Bis Ende dieser Woche müssen Auto- und Lastwagenfahrer also weiterhin Ausweichstrecken wählen – einzige Variante ist der Umweg über die Stuttgarter Straße gen Bad Cannstatt, am Augsburger Platz kurz rechts ab, dann per U-Turn in die Augsburger Straße, die Dietbachstraße hinauf nach Luginsland und weiter nach Untertürkheim. Oder man wählt gleich die große Lösung und weicht auf den Kappelbergtunnel aus bis hinab zum Daimler beziehungsweise zum Neckarpark.

Noch gravierender sind allerdings die Umstellungen für die täglichen Pendler oder auch gelegentlichen Busfahrgäste. Zwar werden alle Haltestationen bis auf eben jene am Loch an der Steigstraße angesteuert. Doch dazwischen, also zwischen der Alten Kelter in Fellbach und der Station in Luginsland, liegt jene Umleitungsstrecke über Bad Cannstatt, „die mindestens 20 Minuten frisst“, so ein Pendler. Das sorgt für längere Fahrzeiten wie auch für ausgedehnte Wartezeiten an den Haltestellen.

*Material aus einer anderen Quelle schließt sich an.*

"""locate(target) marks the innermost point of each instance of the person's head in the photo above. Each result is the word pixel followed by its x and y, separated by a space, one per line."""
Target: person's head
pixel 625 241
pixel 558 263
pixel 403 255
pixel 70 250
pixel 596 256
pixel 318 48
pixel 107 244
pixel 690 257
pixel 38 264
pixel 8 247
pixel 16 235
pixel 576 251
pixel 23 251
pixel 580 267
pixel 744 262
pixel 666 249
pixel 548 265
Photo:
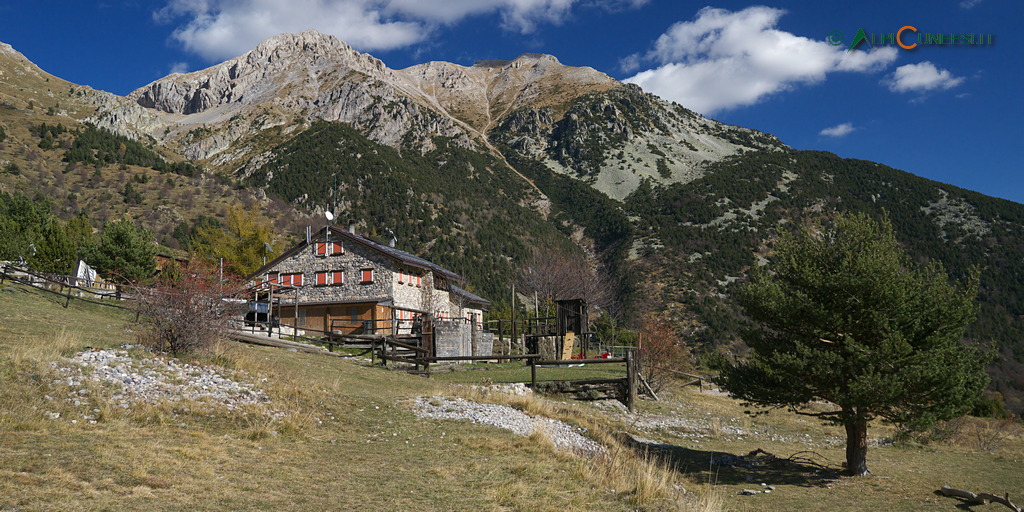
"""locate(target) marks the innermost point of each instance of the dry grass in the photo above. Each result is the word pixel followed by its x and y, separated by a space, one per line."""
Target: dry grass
pixel 347 440
pixel 640 479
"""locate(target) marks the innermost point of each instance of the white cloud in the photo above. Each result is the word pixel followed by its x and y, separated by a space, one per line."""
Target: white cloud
pixel 179 68
pixel 920 78
pixel 725 59
pixel 838 130
pixel 223 29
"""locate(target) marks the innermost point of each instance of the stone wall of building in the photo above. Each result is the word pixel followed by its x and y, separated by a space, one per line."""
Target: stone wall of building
pixel 452 338
pixel 353 259
pixel 407 293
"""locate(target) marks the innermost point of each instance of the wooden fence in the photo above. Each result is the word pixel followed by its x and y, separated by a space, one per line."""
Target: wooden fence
pixel 65 287
pixel 625 388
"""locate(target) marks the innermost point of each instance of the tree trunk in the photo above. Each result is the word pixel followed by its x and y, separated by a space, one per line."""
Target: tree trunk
pixel 856 448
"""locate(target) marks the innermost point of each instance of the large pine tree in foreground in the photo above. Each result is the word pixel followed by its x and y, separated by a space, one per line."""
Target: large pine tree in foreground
pixel 845 317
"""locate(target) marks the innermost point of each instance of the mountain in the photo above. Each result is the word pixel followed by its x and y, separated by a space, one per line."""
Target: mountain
pixel 489 168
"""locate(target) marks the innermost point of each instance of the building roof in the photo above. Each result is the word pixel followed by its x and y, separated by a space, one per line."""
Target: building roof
pixel 470 297
pixel 392 253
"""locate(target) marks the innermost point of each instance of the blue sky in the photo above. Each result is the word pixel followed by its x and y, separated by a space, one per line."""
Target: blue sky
pixel 947 113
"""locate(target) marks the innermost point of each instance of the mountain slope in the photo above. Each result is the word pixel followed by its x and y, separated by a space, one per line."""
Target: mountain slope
pixel 478 167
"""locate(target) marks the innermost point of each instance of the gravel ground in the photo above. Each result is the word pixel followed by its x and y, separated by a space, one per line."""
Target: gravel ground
pixel 564 436
pixel 153 380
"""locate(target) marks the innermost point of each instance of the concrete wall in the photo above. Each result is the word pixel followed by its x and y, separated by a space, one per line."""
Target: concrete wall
pixel 456 338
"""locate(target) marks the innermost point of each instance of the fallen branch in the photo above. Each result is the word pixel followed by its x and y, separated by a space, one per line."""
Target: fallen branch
pixel 979 499
pixel 806 459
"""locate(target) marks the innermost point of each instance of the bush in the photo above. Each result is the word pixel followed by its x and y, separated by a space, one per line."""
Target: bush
pixel 185 311
pixel 660 351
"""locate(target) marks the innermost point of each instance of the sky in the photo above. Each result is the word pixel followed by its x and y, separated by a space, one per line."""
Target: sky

Der Ärger vieler Fahrgäste richtet sich insbesondere gegen den Verkehrsverbund Stuttgart (VVS) und die Stuttgarter Straßenbahnen AG (SSB). Über die Teilung der Buslinie 60 und die damit verbundenen gravierenden Änderungen der Anfahrtszeiten „werden die Kunden in keinster Weise informiert“, schimpft Dietmar Wittkowski aus Oeffingen. Es werde noch nicht einmal in der VVS-App informiert, dass Busse anscheinend nur noch halbstündlich nach Oeffingen beziehungsweise von dort zum Bahnhof Fellbach fahren. „Es gibt auch weder an den Haltestellen noch am Fellbacher Bahnhof in der elektronischen Anzeige Hinweise auf jegliche Änderungen, außer die lapidare Abfahrtszeit der jeweiligen Busse, über die man aber sonst an keiner Haltestelle informiert wird.“

Ein Fahrgast ärgert sich über die schlechte Informationspolitik

Am Montagvormittag wandte Wittkowski sich erneut an die Beschwerdestelle der SSB. „Dort war man sehr ratlos und hielt sich bedeckt mit Aussagen zu der Angelegenheit.“ Motto: Man nimmt Reklamationen eben mal zur Kenntnis, ohne irgendwelche Verbesserungen für die Zukunft in Aussicht zu stellen. Wittkowskis Fazit: „Das ist kundenverachtend in höchstem Maße.“ Und „Eine einzige Farce, wie Fahrgäste der Linie 60 in Fellbach von der SSB behandelt werden.“

Auch in den sozialen Netzwerken sorgt das Thema für Verdruss. Ein Nutzer klagt über „Wartezeiten von bis zu 30 Minuten: „Mehr Busse wären erforderlich, um die zahlreichen Verspätungen und Ausfälle zu vermeiden.“ Ein Wasserrohrbruch sei ein Notfall – und sollte, wie eigentlich üblich, schnellstens behoben werden. „Jedoch nicht hier“, so seine Impression vom Samstag: „Gestern war bereits vor 18 Uhr Feierabend, heute arbeitet keiner!“ Für die Leitungen ist der Zweckverband Landeswasserversorgung zuständig.